В этом доме все принадлежит Арлетт. А он собирается... Всерьез собирается... Накатывает острое желание напиться. Не глинтвейна, а чего-нибудь покрепче. Достает из кармана телефон, и с зарядником в одной руке, и телефоном в другой спускается вниз.

— Ребят, извините. Не то, чтобы я вас выгоняю... Но мне тут позвонили... Нарисовалось срочное дело.

— На ночь глядя? — усмехается Макс. — Да ладно, мы все равно уходим. На завтра все в силе?

— Да.

Литвинский никогда не прячется от проблем. Прямой откровенный взгляд Маше в глаза. Ее губы кривит презрительная усмешка. Она все поняла.

____________

Пока брел под снегопадом по улочкам Тиня, желание напиться пропало. И вдруг захотелось позвонить Альке. Зашел в кафе, долго обсуждал с симпатичной официанткой свой заказ, повеселил ее изрядно, выбрав в наказание себе самое длинное и заковыристое название в меню, которое и выговорить-то смог с пятой попытки, и то — с помощью Ивет, как гласил бейдж на ее объемной груди. Вот, правильно, Литвин, смотреть можно, улыбаться можно. Все остальное — ни-ни, если не хочешь больше себя чувствовать кучей дерьма.

И, в ожидании заказа, поднес к уху телефон.

— Аль, привет.

— Тима?! Привет. Что-то случилось?

Голос хриплый, спросонья. Разбудил. Отчего-то угрызений совести — ноль.

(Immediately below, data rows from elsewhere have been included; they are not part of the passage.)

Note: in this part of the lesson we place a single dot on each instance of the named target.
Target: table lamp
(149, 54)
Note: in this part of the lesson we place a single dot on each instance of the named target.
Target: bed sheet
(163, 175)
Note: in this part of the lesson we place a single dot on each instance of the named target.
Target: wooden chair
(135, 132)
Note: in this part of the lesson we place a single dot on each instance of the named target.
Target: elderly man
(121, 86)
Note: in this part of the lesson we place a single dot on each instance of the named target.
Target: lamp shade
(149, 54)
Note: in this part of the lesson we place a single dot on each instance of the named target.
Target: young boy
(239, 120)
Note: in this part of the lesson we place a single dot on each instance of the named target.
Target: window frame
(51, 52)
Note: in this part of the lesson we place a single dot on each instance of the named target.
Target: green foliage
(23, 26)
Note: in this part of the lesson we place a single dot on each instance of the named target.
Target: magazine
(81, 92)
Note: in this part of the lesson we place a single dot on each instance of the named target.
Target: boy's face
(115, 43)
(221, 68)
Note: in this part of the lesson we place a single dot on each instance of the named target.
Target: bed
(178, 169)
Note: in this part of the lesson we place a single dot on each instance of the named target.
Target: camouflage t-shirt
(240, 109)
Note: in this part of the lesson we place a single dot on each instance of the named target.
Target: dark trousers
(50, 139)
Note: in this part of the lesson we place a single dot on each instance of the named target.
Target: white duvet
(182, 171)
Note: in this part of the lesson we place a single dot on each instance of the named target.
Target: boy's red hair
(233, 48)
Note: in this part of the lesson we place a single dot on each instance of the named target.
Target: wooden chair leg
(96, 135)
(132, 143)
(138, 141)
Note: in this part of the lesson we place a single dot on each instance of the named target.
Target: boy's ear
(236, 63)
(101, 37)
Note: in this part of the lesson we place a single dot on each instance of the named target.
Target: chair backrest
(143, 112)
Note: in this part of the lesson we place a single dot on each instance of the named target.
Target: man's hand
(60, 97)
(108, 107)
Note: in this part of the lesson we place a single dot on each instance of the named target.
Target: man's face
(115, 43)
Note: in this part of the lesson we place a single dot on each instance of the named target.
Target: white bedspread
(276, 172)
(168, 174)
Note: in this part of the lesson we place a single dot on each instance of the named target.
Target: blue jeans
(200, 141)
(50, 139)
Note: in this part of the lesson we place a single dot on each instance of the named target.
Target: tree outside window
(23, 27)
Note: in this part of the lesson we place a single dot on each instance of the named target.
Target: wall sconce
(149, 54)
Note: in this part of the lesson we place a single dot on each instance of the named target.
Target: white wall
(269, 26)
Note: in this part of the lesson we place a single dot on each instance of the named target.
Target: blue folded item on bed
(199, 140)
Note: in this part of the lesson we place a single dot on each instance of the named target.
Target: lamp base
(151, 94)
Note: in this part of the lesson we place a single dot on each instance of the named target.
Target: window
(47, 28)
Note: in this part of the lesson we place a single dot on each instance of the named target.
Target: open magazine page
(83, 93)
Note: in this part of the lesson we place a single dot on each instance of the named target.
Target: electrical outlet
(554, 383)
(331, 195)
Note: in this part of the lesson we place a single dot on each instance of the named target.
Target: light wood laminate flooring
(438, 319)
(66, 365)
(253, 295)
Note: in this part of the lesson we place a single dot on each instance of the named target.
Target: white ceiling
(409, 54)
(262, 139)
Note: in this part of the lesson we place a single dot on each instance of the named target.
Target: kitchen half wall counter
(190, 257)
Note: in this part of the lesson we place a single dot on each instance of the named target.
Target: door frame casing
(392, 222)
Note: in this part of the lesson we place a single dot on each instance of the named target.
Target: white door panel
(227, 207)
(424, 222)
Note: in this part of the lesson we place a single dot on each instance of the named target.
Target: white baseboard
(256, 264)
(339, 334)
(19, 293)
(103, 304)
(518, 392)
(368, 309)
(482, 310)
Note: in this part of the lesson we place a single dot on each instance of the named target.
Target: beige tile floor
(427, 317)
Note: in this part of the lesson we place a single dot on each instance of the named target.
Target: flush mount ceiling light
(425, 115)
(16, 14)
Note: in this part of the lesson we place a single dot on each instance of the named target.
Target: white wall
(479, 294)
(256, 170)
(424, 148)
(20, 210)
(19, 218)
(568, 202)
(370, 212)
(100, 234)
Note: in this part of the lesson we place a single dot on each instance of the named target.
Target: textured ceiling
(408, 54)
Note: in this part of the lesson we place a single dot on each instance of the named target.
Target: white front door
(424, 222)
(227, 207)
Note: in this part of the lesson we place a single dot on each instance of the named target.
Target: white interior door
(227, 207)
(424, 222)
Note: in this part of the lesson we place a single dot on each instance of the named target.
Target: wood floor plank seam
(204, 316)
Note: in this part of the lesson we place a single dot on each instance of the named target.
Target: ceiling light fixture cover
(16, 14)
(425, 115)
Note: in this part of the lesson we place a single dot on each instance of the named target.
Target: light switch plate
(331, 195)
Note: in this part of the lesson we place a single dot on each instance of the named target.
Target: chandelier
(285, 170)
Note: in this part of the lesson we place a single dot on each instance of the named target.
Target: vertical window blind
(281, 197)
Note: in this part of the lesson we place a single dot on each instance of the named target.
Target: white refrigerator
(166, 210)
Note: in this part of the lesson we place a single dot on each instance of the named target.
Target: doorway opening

— Ничего не случилось. Просто захотел услышать твой голос.

— Арти? Точно все в порядке?

Откидывает голову назад, прижимаясь затылком к стене, обшитой деревянными панелями, закрывает глаза.

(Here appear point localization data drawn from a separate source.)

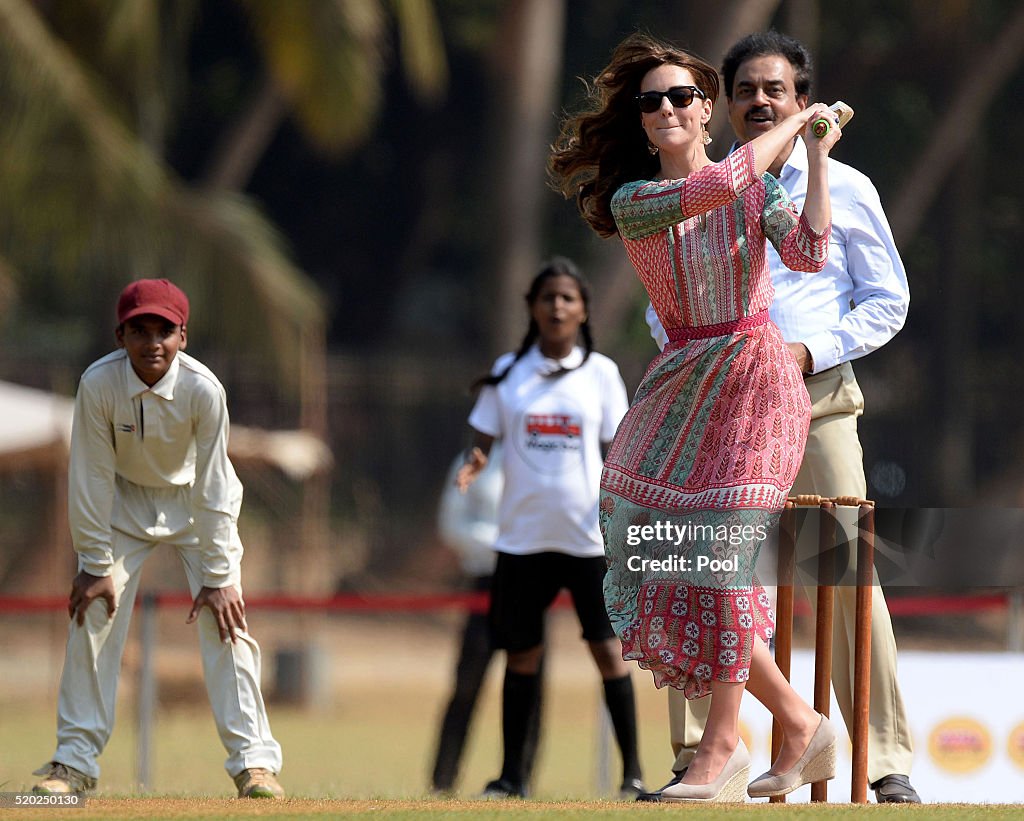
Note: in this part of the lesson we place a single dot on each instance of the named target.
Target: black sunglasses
(680, 96)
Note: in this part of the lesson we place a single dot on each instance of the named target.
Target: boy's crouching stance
(148, 467)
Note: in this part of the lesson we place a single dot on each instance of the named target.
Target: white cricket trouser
(92, 665)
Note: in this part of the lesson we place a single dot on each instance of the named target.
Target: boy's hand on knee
(227, 608)
(85, 589)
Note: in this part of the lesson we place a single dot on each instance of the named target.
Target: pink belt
(678, 336)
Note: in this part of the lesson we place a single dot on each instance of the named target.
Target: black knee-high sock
(519, 701)
(622, 707)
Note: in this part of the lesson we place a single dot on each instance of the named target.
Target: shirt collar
(164, 388)
(546, 365)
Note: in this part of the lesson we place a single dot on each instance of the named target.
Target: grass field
(293, 810)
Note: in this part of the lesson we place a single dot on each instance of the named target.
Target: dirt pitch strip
(156, 809)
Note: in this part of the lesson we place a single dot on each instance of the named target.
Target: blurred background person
(553, 402)
(468, 524)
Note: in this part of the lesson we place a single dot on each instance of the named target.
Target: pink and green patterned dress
(702, 462)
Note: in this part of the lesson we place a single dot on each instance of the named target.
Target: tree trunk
(240, 152)
(971, 99)
(525, 82)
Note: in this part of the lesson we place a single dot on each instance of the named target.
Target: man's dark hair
(766, 43)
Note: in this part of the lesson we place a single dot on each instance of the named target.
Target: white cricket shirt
(152, 463)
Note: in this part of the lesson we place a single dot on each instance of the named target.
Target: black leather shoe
(895, 789)
(503, 788)
(655, 797)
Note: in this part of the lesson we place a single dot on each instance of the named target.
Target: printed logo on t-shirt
(549, 434)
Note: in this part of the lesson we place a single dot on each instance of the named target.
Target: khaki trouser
(833, 466)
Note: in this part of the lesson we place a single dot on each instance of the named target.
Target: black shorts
(524, 587)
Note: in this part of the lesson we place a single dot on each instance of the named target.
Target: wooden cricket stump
(823, 625)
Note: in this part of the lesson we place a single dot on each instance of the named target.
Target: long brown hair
(604, 146)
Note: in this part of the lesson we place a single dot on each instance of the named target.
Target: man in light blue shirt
(851, 308)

— Точно. Захотел услышать, позвонил. Нельзя?

— Можно, — голос растерянный. Потом интонация меняется. Теплеет. — Я приеду послезавтра, утром. Как договаривались. На несколько дней. Будешь ждать меня?

— Куда я денусь. Конечно.

Ему приносят заказ. То самое заковыристое оказалось вполне нормальным на вид десертом, возможно даже — съедобным. Сейчас проверим. Улыбается официантке, отпивает кофе. Ему полегчало.

________

— Темыч?

— Угу...

— Еще дрыхнешь?

— Нет, уже встал.

Врет, на самом деле. Телефонный звонок Макса его разбудил. Но, если нужно, он будет готов в полчаса.

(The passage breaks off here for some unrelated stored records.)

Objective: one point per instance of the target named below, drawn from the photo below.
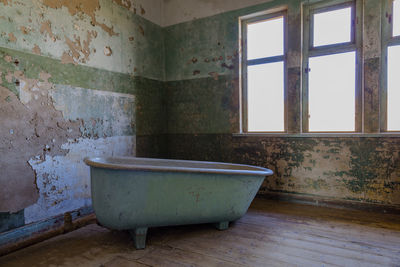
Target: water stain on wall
(31, 126)
(88, 7)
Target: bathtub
(137, 193)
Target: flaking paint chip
(107, 51)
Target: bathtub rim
(101, 162)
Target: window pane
(332, 93)
(332, 27)
(393, 94)
(396, 18)
(265, 39)
(265, 98)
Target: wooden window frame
(387, 40)
(309, 51)
(245, 63)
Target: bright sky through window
(393, 92)
(332, 99)
(265, 82)
(265, 98)
(265, 39)
(396, 18)
(332, 27)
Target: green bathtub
(137, 193)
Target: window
(264, 73)
(330, 51)
(391, 53)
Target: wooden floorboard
(271, 234)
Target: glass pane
(265, 98)
(332, 93)
(332, 27)
(265, 38)
(396, 18)
(393, 94)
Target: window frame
(387, 40)
(244, 21)
(309, 51)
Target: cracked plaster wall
(72, 75)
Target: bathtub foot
(139, 237)
(222, 225)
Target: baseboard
(39, 231)
(331, 202)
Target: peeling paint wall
(203, 112)
(74, 77)
(178, 11)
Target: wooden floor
(271, 234)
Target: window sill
(318, 135)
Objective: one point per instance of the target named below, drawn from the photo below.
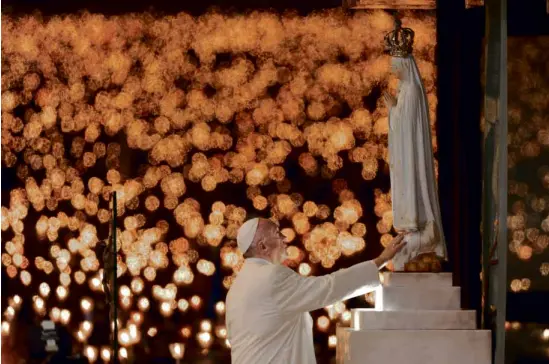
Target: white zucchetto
(246, 234)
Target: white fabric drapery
(413, 183)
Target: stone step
(370, 319)
(413, 346)
(396, 298)
(402, 279)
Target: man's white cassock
(267, 309)
(413, 183)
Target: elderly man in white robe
(268, 304)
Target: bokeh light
(196, 123)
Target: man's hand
(390, 101)
(390, 251)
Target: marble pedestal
(416, 320)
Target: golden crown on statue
(399, 42)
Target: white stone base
(417, 320)
(396, 298)
(390, 279)
(413, 346)
(371, 319)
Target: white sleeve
(295, 293)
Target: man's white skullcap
(246, 234)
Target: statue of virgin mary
(414, 193)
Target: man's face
(276, 243)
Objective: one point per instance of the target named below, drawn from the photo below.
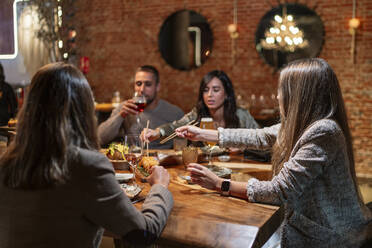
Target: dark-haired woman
(56, 188)
(216, 100)
(313, 162)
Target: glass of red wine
(140, 101)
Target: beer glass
(207, 123)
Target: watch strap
(225, 188)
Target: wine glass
(135, 152)
(189, 155)
(140, 101)
(207, 123)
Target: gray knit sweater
(322, 206)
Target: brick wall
(119, 35)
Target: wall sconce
(354, 24)
(233, 31)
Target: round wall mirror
(185, 40)
(289, 32)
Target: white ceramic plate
(224, 158)
(131, 190)
(123, 177)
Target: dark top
(73, 214)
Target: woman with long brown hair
(216, 100)
(314, 175)
(56, 188)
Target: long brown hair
(309, 91)
(56, 118)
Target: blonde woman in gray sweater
(314, 174)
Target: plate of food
(131, 190)
(116, 154)
(144, 167)
(220, 171)
(123, 177)
(214, 150)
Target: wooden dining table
(203, 218)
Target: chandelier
(284, 34)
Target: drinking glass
(207, 123)
(134, 154)
(189, 155)
(140, 101)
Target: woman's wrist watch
(225, 188)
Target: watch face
(225, 187)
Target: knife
(138, 199)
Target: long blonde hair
(309, 91)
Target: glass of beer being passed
(208, 123)
(140, 101)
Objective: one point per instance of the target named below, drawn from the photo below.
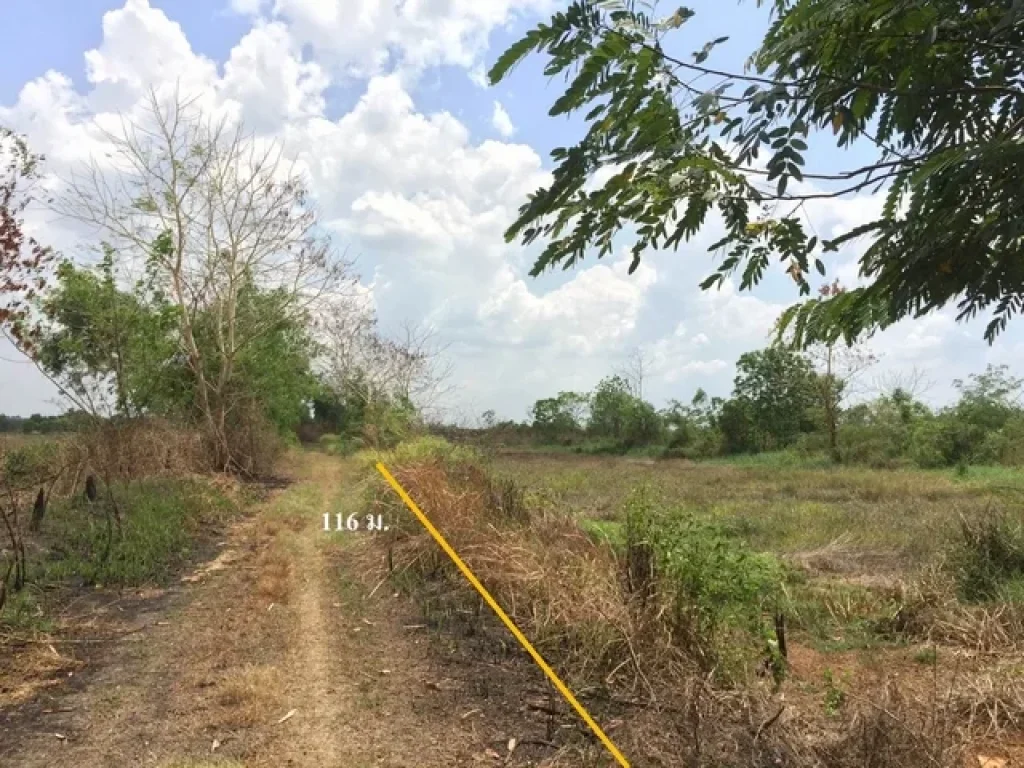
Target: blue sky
(382, 101)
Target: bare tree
(363, 363)
(840, 368)
(913, 382)
(635, 370)
(211, 212)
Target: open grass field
(655, 589)
(894, 651)
(886, 522)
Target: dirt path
(289, 650)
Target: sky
(418, 167)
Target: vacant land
(295, 646)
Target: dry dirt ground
(287, 649)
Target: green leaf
(512, 56)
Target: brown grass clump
(274, 576)
(249, 695)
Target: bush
(990, 555)
(875, 445)
(716, 586)
(161, 521)
(418, 450)
(931, 444)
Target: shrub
(989, 555)
(716, 586)
(931, 443)
(418, 450)
(162, 518)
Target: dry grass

— Что, просохли наши красавчики?

— Очень частично. Только девки, да и то не все. Но одна особо активная рвется в бой.

— Маша ей в помощь.

— Она не хочет Машу. Она хочет тебя, раз уж ты свободен. Артем, ну ты ж справишься с ней... Покатай девушку, тебе ведь не сложно? Ты ж понимаешь, клиент всегда прав.

— Понимаю, — зевает. — Полчаса у меня есть?

— Думаю, у тебя есть час, — ржет Макс. — Как только я скажу Ленке, что ты согласен... Думаю, ей понадобится время, чтобы подготовиться к встрече с гидом своей мечты.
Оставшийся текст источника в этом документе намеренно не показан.